Balance in the Christian Life: Days of prosperity and days of adversity

Image: Winter scene, North Garden, Virginia

Note: Devotion taken from sermon on Ecclesiastes 7:11-18.

Ecclesiastes 7:14: In the day of prosperity be joyful, but in the day of adversity consider: God also hath set the one over against the other, to the end that man should find nothing after him. 15 All things have I seen in the days of my vanity: there is a just man that perisheth in his righteousness, and there is a wicked man that prolongeth his life in his wickedness.

We begin in v. 14a with two related exhortations: “in the day of prosperity be joyful, but in the day of adversity consider.” This tells us, from the start, that there will be both kinds of seasons in the life of the believer.  There will not just be days of prosperity, success, happiness, but there will also be days of scarcity, failure, and sadness.  This verse alone ought to be enough to dismantle the health, wealth, and prosperity gospel.  The believer knows both types of seasons.

Solomon says two things here:  First, when things are going well, be joyful.  There are times to laugh and to dance (see Ecclesiastes 3:4).

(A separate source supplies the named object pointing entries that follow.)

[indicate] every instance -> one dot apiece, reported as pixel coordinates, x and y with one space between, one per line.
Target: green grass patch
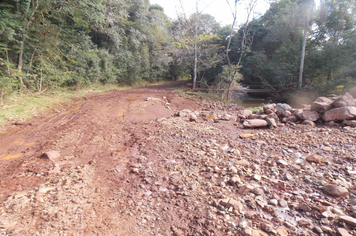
23 106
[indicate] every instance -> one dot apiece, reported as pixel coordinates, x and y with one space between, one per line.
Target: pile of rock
322 109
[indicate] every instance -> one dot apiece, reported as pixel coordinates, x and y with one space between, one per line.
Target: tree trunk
195 47
301 69
19 66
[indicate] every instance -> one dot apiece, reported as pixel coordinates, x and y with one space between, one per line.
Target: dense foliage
48 44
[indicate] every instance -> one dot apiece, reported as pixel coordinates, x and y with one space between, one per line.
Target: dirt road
120 164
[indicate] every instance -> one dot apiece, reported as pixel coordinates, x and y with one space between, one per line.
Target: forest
51 44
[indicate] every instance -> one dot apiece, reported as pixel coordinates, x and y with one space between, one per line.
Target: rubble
172 176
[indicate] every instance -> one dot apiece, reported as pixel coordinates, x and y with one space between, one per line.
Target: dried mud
126 166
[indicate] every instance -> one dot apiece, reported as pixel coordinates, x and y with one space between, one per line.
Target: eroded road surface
124 164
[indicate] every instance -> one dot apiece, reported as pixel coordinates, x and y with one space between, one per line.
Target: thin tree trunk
301 69
195 46
19 67
8 62
234 14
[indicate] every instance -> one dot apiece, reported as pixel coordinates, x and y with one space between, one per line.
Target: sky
217 8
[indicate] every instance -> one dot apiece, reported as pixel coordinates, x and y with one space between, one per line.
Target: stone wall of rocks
328 110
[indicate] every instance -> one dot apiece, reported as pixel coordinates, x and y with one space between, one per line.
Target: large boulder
308 115
340 114
345 100
243 114
255 123
282 107
321 104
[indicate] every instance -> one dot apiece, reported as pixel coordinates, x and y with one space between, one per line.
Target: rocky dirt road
121 164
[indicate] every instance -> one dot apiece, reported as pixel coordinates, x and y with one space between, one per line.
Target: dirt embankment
121 164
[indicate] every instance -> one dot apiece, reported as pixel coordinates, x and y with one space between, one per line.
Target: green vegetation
22 106
53 45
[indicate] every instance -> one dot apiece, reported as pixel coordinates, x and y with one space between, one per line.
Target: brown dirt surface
124 163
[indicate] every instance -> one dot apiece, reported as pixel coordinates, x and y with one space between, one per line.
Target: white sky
217 8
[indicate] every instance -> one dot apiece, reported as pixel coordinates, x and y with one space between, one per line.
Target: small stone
303 222
243 114
273 202
255 123
267 227
309 122
343 232
304 207
340 114
246 135
282 185
328 215
253 232
153 99
210 117
235 180
233 170
283 203
184 113
315 158
257 177
282 231
243 224
348 220
51 155
329 149
242 163
321 104
257 191
245 189
335 190
318 230
281 107
326 229
271 122
226 117
193 118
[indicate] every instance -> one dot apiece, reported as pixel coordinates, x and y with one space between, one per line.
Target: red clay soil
103 132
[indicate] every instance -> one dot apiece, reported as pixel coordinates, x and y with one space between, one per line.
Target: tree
245 41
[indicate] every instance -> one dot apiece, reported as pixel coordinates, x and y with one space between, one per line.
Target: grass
23 106
209 96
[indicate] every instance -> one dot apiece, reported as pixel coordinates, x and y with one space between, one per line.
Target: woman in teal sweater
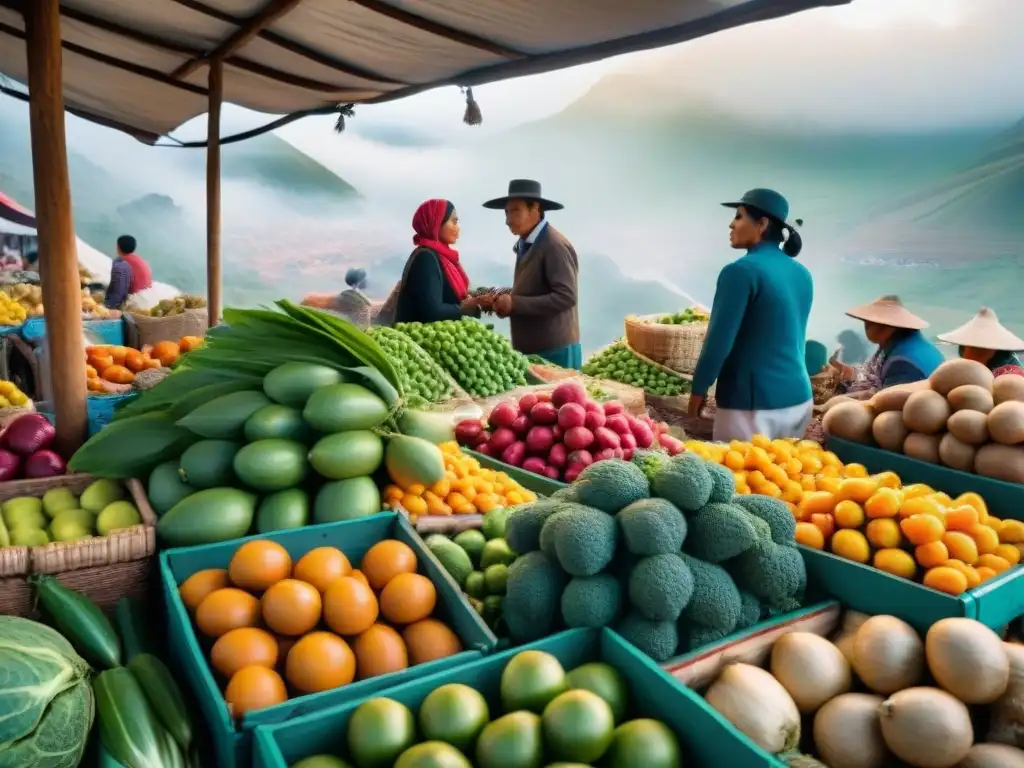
755 343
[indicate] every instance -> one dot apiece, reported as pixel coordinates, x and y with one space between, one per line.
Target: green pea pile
617 363
482 361
421 377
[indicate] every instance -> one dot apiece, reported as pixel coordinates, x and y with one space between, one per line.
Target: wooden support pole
57 247
213 284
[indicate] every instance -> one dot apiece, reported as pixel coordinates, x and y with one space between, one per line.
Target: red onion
29 433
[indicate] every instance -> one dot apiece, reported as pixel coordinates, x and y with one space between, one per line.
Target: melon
1006 423
924 448
926 412
952 374
1000 462
927 727
889 430
956 455
969 426
1008 387
850 421
848 732
811 669
888 654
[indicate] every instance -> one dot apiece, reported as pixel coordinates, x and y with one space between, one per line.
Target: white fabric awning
139 66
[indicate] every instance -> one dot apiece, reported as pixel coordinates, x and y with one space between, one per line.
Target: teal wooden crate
232 743
537 483
868 590
1003 499
709 739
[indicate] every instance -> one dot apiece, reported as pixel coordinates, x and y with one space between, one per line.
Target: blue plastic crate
709 739
232 743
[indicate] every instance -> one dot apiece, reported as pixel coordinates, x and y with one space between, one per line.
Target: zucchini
80 621
165 696
128 726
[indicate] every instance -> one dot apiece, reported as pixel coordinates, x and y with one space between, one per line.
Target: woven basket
146 330
104 568
676 347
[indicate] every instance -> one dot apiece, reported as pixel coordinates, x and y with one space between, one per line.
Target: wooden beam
270 12
54 223
213 284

There are times for feasting in the Christian life.  I remember talking once to a conscientious young man who was worried about some of the rather modest extravagances of his wedding plans.  My counsel to him was, Let your conscience rest easy. There are times in life for feasting.

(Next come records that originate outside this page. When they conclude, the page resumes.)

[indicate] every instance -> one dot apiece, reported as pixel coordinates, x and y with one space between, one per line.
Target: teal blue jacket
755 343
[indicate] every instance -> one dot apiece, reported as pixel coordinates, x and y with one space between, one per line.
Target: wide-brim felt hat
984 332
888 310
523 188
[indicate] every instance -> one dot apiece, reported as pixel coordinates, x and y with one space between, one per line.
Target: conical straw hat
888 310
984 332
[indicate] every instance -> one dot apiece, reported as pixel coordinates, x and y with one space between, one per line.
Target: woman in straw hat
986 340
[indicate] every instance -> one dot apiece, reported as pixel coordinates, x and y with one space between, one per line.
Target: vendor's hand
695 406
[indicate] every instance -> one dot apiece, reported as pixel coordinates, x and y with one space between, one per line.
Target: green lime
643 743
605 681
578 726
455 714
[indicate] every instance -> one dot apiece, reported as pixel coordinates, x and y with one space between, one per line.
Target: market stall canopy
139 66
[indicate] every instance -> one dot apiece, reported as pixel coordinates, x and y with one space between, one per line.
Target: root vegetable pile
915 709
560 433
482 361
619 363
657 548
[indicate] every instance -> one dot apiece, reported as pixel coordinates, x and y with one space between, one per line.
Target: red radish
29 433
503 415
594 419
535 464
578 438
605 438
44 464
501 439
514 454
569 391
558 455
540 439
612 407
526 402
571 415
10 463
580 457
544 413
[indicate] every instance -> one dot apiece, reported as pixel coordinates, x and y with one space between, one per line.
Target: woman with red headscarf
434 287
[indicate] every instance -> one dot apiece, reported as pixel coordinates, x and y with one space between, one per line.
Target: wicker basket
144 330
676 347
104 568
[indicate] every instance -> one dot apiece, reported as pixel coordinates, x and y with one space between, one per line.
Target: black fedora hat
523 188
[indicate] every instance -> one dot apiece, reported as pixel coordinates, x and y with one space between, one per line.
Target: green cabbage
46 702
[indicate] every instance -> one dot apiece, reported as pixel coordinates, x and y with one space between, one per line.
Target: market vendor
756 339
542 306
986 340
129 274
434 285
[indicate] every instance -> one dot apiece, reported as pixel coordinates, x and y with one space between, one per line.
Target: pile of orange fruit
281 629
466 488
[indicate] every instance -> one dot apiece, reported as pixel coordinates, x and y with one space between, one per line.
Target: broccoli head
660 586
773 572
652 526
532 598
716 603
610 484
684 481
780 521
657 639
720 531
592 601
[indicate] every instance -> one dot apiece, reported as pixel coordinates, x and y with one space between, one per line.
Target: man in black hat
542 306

Second, when things are going badly, consider. As most of us know by hard-won experience, it is actually in the times of adversity that we are more likely to grow spiritually.  Adversity is the school-house where we learn of God’s comfort, his love, his compassion, his faithfulness, his provision, his healing, his peace.  A sick child learns something about the love of his father when he sees the father sit beside him in his sick bed, hold his hand, stroke his brow, and shed a sympathetic tear.

Of course, sometimes the adversity comes about as the result of our heavenly Father’s chastening.  We have drifted, and we have to be reproved and chastened in order to be restored (see the citation of Proverbs 3:11-12 in Hebrews 12:5-11).

Solomon adds: “God hath also set the one over against the other, to the end that man should find nothing after him” (v. 14). God is the one who has perfectly orchestrated the circumstances. He is the ultimate Event Planner.  And he does it so that no man can find any complaints or irregularities or reason for fault-finding or blame in his superintending of these things.
Charles Bridges:
Practical and experiential religion is only learned in that extremity, that brings us to contrite prayer, and casts us in unreserved trust upon our God. Is then the godly man mournful? At least he need not—save by his own fault—be miserable.
What God has done, he has done best (p. 159).
Next in v. 15 we are warned against making human judgments that question the righteousness of God in his providence.  We are told, in particular, that we cannot always draw a clear or straight line between cause and effect. Solomon says here that in his experience of the vanity of life, sometimes he has seen a just man who perished in their righteousness, while, at the same time, a wicked man was granted a long life. Why did God allow an atheistic dictator like Fidel Castro to live 90 years and die peacefully of old age, while he allowed the godly Scottish pastor Robert Murray McCheyne to live but 29 years?
A mature and balanced Christian is joyful in the days of prosperity and pensive, reflective, considerate in the days of adversity. He does not pretend to be God, thinking he can trace out why God let this happen or why he did not let the other happen.  He simply trusts the wisdom and the goodness of his God.
Consider the meditation of Habbakuk:
Habbakuk 3:17 Although the fig tree shall not blossom, neither shall fruit be in the vines; the labour of the olive shall fail, and the fields shall yield no meat; the flock shall be cut off from the fold, and there shall be no herd in the stalls: 18 Yet I will rejoice in the Lord, I will joy in the God of my salvation.